Make Them Suffer – How to Survive a Funeral (Greyscale Records)

Tuesday, 23rd June 2020
Rating: 8.5/10

From their symphonic deathcore beginnings, Make Them Suffer hasn’t really been a band to stay still. While their Neverbloom was a tedious affair that was chockful of the “don’t” when it came to breakdowns, the band has made some consistent strides to improve upon and advance their sound ever since. How to Survive a Funeral marks the band’s current high-point, and one that is much stronger than some may initially think.

With the band’s deathcore roots not really much of a defining piece at this point, How to Survive a Funeral has an amalgamation of different sources. There’s djent-y tones, galloping metalcore riffs, modern metal grooves, atmospheric touches, and yeah, a few breakdowns continued to be carried over from their earlier days. While there’s a lot to consume within their modern package, it’s pretty well synchronized and they’ve smoothed down what could have been some jagged edges. “Falling Ashes” is about as snarling and close to deathcore that the band gets, with a barrage of blasting drums and frenetic riffing being the focal point of the track. But it breaks down completely into gentle atmosphere in the second half before rapidly accelerating again and serves as a solid opener. “Fake Your Own Death” echoes some of these sentiments and features some massive grooves and chugs, but the band wisely knows when to pick up some speed to help things out and provide balance.

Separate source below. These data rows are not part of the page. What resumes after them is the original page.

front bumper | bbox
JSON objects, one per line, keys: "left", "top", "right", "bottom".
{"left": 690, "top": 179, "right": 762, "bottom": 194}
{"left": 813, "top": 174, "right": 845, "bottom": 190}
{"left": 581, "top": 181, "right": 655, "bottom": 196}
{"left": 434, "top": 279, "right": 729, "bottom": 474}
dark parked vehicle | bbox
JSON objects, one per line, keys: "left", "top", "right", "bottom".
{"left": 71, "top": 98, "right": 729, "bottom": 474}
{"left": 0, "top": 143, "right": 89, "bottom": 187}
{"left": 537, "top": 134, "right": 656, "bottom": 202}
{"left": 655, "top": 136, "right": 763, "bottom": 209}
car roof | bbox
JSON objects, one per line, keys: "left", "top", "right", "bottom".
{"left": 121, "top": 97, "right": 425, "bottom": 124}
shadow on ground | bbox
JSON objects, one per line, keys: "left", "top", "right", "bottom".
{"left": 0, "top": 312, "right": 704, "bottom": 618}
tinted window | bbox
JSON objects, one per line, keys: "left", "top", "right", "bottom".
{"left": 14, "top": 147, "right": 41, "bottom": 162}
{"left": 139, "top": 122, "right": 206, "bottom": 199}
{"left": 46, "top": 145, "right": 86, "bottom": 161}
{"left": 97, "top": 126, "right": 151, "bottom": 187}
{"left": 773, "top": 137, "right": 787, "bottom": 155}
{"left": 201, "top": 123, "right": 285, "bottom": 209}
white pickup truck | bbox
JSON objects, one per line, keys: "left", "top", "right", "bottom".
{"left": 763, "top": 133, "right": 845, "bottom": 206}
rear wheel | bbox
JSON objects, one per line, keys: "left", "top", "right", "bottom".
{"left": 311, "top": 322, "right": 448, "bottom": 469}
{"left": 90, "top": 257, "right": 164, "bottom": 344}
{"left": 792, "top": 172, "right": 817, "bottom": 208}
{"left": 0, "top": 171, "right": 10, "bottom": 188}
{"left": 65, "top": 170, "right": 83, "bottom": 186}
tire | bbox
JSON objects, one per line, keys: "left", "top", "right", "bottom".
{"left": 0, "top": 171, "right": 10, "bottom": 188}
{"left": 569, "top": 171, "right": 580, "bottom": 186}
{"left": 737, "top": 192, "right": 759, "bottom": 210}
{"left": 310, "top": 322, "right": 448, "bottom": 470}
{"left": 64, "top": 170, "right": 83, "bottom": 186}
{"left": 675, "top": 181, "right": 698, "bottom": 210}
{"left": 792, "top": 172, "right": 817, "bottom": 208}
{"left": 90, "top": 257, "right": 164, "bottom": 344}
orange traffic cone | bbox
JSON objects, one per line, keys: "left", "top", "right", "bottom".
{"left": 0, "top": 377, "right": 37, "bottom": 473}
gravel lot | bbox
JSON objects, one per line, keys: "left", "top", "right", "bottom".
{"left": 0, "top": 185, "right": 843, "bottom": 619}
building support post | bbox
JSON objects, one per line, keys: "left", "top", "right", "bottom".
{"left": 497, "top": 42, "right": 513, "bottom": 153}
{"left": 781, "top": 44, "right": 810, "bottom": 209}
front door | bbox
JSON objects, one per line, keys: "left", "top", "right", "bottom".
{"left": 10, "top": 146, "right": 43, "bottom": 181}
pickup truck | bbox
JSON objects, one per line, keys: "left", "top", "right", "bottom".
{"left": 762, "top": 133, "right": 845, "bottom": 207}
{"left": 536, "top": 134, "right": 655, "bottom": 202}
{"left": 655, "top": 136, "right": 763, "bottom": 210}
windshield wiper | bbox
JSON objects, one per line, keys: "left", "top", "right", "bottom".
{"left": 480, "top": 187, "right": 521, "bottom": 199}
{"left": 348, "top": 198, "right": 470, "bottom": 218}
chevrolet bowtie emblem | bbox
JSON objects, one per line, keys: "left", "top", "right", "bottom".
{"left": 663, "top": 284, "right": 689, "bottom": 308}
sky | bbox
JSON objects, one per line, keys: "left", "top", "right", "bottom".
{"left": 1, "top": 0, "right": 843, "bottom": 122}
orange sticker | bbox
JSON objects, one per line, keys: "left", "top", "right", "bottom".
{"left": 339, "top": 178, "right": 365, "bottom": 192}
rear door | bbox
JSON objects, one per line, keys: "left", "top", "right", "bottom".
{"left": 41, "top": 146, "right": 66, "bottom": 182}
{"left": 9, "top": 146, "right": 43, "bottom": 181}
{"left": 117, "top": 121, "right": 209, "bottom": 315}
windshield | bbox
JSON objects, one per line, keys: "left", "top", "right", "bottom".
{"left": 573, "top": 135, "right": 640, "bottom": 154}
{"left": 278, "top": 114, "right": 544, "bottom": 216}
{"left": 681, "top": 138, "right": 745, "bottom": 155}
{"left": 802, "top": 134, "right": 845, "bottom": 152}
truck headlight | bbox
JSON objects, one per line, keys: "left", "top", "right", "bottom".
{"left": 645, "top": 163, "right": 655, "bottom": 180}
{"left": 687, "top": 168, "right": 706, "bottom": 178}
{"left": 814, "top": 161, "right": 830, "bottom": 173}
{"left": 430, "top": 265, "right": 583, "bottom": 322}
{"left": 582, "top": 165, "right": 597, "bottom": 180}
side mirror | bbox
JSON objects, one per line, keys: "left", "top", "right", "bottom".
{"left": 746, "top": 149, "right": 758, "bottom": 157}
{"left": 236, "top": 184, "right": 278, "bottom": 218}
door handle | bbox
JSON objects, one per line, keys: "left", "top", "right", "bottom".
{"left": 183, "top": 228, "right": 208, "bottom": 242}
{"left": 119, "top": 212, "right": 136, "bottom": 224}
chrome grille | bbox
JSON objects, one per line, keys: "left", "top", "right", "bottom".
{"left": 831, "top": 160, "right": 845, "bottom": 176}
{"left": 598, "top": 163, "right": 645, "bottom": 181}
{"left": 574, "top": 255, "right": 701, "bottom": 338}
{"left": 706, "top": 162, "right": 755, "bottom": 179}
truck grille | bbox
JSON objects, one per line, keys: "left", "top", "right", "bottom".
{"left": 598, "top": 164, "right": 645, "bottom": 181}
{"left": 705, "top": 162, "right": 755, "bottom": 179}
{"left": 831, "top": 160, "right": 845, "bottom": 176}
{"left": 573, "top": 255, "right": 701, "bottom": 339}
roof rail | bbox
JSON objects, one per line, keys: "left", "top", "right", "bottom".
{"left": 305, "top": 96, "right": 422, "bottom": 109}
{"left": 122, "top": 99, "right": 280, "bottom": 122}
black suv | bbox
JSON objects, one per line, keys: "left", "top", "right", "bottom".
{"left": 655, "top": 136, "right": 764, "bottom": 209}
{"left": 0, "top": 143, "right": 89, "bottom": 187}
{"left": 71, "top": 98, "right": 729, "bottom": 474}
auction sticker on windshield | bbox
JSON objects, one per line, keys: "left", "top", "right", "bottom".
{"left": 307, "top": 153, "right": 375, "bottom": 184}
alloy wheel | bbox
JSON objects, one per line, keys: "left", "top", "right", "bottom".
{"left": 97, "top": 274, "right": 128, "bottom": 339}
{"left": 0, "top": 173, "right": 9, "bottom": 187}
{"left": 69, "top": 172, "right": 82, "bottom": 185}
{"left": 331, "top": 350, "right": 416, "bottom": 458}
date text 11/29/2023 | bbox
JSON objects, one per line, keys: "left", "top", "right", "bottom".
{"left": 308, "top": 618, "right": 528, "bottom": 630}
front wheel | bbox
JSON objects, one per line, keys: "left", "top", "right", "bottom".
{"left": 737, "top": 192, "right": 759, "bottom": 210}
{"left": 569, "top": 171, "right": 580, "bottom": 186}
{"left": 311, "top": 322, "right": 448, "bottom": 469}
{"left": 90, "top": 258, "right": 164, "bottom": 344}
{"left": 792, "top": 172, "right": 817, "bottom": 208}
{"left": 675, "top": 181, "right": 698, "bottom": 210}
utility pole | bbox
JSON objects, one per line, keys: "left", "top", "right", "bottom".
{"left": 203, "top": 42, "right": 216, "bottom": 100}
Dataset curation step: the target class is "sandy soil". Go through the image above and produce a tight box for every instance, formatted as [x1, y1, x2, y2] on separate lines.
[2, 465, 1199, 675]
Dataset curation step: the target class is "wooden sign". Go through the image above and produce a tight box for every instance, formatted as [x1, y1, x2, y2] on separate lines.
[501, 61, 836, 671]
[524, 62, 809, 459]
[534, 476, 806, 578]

Early single “Erase Me” sways between energetic metalcore riffage with a touch of synths and dives headfirst into a melodic chorus that features keyboardist Booka Nile for a touch of elegance. Her vocals are fantastic when used in addition to Sean Harmanis’ barks/growls/cleans, but thankfully they avoid attempting to pull off a ‘beauty and the beast’ situation. That said, her additions on “Drown With Me” and the title track also provide a gentle and warming touch. The album’s most atmospheric track, “The Attendant,” has a dreary Deftones-ish quality to it and effectively couples some gloomy hooks and haunting vibes. Lastly, standout “Soul Decay” merges an atmospheric/symphonic chorus with some heavier grooves and playful melodies into a nice centerpiece.

Taking from the bits and pieces of the band’s evolutionary past, How to Survive a Funeral gives them their finest moment to date. It’s heavy with some modern appeal, but those looking for something that can occasionally provide a bruising but still attend to the more melodic side, Make Them Suffer offer a strong argument with this album.